Written by Sefiyan Eza Nur Hidayat

  Klaten

Prambanan Shiva Festival 2026 menghadirkan pertemuan unik antara seni, spiritualitas, dan ruang sakral. Tidak hanya menjadi ajang peribadatan, festival ini juga membuka ruang dialog budaya melalui pameran dan lelang lukisan karya 150 seniman dari berbagai daerah di Indonesia.

Karya-karya yang dipamerkan merepresentasikan kemegahan, keheningan, dan nilai simbolik Candi Prambanan. Dalam konteks ini, seni rupa berfungsi sebagai medium refleksi spiritual, yakni menangkap energi sakral candi dan menerjemahkannya ke dalam bahasa visual kontemporer. Lukisan tidak sekadar objek estetis, melainkan jembatan antara pengalaman batin seniman dan penikmatnya.

Atmosfer sakral Prambanan memberikan dimensi berbeda bagi karya seni. Berbeda dengan galeri konvensional, ruang candi menciptakan pengalaman yang lebih kontemplatif. Seni dan ritual saling menguatkan, menghadirkan kesadaran bahwa kebudayaan lahir dari relasi harmonis antara manusia, alam, dan Tuhan.

Lelang karya seni dalam festival ini juga menunjukkan bagaimana seni budaya dapat berkontribusi pada keberlanjutan ekonomi berbasis nilai. Seni tidak dilepaskan dari akar spiritualnya, tetapi justru diberdayakan untuk mendukung kesejahteraan seniman dan masyarakat sekitar, tanpa menghilangkan kesakralan ruang.

Prambanan Shiva Festival memperlihatkan wajah baru pariwisata budaya Indonesia, bukan sekadar tontonan, tetapi tuntunan.
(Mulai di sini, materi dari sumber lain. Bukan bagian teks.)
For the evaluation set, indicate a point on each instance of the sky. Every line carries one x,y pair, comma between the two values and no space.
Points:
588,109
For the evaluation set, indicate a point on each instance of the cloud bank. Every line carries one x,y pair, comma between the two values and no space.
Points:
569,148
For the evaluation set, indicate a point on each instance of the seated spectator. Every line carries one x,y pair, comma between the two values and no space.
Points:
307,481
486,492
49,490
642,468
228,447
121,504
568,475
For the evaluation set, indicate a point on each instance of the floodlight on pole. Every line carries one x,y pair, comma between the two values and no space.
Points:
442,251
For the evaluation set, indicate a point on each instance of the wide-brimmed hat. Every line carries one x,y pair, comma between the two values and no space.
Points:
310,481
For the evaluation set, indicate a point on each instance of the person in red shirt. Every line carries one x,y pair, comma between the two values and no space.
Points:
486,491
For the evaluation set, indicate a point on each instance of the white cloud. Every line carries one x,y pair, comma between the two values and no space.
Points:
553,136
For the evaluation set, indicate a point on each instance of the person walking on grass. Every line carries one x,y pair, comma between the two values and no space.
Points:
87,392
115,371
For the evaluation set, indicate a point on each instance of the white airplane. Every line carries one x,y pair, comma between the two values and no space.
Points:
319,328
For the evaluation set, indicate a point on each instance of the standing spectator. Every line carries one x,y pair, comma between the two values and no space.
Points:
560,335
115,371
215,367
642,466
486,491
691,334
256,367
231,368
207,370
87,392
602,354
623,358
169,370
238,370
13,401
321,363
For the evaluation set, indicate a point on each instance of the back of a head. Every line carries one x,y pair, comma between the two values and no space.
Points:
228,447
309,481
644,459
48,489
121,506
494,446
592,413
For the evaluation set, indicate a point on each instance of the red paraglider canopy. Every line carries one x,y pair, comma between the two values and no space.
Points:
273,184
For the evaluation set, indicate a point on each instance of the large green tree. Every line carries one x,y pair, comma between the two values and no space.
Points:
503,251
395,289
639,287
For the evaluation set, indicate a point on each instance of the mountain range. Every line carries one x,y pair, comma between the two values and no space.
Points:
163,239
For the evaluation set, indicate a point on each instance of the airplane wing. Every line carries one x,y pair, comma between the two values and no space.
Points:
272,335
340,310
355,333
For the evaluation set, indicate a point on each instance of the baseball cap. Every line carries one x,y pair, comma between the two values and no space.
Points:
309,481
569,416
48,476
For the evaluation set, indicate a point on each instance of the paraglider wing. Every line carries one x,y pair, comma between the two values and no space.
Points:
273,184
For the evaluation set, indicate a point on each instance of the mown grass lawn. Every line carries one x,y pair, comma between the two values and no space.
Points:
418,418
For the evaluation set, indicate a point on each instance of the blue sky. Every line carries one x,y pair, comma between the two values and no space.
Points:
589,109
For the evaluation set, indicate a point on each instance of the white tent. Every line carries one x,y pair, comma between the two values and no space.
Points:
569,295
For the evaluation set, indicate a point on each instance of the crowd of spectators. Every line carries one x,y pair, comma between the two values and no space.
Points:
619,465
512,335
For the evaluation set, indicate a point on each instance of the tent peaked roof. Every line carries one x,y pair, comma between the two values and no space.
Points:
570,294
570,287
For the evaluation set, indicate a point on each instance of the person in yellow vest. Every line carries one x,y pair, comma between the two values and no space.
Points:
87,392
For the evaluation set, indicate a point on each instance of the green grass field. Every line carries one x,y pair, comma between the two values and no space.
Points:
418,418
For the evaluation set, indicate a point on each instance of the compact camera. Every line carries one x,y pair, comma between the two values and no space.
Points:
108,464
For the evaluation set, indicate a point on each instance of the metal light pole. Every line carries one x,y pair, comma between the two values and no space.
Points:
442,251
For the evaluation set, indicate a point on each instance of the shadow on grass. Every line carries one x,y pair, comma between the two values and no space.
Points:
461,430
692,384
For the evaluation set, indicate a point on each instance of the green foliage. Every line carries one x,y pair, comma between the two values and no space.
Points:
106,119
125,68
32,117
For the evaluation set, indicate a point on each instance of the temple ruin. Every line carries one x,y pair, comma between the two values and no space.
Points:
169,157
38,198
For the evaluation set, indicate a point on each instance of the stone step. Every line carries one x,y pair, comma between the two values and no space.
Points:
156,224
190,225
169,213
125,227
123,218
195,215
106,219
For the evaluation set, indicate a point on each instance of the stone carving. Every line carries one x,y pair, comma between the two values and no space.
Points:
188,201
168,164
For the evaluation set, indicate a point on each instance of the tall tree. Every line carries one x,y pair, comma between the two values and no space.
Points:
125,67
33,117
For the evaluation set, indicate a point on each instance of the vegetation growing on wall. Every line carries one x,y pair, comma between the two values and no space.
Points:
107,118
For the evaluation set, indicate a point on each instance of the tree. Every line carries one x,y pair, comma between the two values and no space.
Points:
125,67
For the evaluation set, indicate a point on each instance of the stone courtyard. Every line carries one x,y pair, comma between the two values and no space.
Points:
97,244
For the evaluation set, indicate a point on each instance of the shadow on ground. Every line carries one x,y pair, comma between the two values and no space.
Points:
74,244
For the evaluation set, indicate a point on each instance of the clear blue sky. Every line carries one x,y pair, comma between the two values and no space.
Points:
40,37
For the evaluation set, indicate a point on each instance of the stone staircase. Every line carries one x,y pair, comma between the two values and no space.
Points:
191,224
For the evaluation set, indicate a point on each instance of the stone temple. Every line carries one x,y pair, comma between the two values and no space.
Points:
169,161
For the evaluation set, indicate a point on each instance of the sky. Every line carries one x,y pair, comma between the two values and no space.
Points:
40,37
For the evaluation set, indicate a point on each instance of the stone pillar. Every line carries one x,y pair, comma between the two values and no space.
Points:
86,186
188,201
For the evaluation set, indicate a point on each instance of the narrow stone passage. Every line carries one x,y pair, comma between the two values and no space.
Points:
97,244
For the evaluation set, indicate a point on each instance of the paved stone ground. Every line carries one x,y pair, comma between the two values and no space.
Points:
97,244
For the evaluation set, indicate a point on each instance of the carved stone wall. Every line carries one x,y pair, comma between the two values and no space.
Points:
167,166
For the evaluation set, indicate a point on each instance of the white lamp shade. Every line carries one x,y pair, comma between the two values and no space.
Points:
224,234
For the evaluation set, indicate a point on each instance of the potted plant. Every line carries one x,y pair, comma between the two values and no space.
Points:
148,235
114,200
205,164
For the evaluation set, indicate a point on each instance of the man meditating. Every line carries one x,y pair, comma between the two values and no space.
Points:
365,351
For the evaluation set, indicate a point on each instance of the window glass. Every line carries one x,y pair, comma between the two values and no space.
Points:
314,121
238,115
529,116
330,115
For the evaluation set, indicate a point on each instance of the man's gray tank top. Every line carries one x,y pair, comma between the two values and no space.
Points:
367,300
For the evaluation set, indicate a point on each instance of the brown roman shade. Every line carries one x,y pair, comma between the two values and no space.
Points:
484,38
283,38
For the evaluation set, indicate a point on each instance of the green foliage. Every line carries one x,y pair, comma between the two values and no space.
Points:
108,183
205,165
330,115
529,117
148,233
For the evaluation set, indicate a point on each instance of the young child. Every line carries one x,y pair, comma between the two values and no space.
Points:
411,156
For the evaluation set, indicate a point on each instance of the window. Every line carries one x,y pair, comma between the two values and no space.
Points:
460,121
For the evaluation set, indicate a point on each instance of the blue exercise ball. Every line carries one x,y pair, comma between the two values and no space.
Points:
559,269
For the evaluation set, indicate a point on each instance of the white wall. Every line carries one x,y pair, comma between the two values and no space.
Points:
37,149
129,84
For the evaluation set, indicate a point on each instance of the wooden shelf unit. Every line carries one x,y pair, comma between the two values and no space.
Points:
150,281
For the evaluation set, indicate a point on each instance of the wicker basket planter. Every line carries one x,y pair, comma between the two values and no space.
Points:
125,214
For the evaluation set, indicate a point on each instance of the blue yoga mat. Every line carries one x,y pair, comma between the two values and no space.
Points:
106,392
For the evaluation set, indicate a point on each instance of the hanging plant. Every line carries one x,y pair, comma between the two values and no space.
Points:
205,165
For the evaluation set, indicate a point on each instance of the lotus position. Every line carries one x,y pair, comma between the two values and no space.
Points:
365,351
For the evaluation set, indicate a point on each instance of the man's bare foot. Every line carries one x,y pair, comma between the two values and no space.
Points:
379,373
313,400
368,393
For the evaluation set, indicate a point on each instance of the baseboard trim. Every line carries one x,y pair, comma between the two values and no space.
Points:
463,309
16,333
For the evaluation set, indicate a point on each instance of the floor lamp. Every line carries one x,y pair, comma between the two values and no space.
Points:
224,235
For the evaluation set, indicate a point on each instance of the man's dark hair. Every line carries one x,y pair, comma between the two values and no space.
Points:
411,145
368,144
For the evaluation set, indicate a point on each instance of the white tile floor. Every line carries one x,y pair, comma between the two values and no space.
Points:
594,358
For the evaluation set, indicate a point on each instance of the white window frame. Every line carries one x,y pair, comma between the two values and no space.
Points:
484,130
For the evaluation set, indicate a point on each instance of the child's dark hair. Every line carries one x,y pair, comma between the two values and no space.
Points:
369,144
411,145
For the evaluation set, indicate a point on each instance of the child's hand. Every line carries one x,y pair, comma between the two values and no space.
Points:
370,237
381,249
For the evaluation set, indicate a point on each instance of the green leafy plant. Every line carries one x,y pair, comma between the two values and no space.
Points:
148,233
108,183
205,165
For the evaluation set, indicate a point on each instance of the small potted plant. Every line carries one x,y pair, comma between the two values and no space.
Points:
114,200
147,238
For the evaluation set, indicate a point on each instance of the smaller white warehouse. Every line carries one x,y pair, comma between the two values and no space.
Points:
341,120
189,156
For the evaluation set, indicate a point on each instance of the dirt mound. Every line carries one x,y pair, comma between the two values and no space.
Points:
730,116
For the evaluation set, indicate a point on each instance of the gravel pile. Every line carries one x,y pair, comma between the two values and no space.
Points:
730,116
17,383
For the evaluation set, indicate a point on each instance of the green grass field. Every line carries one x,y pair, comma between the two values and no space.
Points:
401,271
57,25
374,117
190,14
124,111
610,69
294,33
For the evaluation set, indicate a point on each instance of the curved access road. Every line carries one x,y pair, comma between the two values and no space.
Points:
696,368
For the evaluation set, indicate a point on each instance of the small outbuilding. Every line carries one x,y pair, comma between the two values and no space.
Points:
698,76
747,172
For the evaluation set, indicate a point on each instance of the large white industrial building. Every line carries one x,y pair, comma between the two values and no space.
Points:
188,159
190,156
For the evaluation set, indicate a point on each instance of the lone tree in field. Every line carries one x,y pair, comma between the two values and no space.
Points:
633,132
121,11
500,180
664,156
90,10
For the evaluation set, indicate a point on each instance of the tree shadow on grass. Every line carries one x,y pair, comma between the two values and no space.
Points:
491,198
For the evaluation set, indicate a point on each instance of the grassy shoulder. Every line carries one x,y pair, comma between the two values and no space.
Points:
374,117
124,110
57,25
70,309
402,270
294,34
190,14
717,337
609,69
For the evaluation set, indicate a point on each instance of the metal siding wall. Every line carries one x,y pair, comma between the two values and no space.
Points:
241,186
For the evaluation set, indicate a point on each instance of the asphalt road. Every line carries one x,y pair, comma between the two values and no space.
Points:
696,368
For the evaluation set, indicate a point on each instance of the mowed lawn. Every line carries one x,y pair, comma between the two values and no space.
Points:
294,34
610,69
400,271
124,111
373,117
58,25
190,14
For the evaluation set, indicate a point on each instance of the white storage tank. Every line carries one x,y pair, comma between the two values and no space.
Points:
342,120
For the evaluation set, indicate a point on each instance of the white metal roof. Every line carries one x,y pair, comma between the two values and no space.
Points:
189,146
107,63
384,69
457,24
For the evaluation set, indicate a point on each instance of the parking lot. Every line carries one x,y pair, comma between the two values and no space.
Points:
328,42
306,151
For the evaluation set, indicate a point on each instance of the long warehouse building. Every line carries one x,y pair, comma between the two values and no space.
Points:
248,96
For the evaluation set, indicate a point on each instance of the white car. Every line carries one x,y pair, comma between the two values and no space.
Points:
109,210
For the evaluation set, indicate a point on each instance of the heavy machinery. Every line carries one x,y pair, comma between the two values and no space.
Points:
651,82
Di sinilah seni menjadi sarana edukasi, spiritualitas menjadi fondasi, dan budaya menjadi kekuatan pemersatu.

Melalui festival ini, Prambanan bukan hanya dirayakan sebagai peninggalan masa lalu, tetapi sebagai ruang dialog hidup yang menyatukan seni, iman, dan peradaban dalam satu harmoni yang berkelanjutan.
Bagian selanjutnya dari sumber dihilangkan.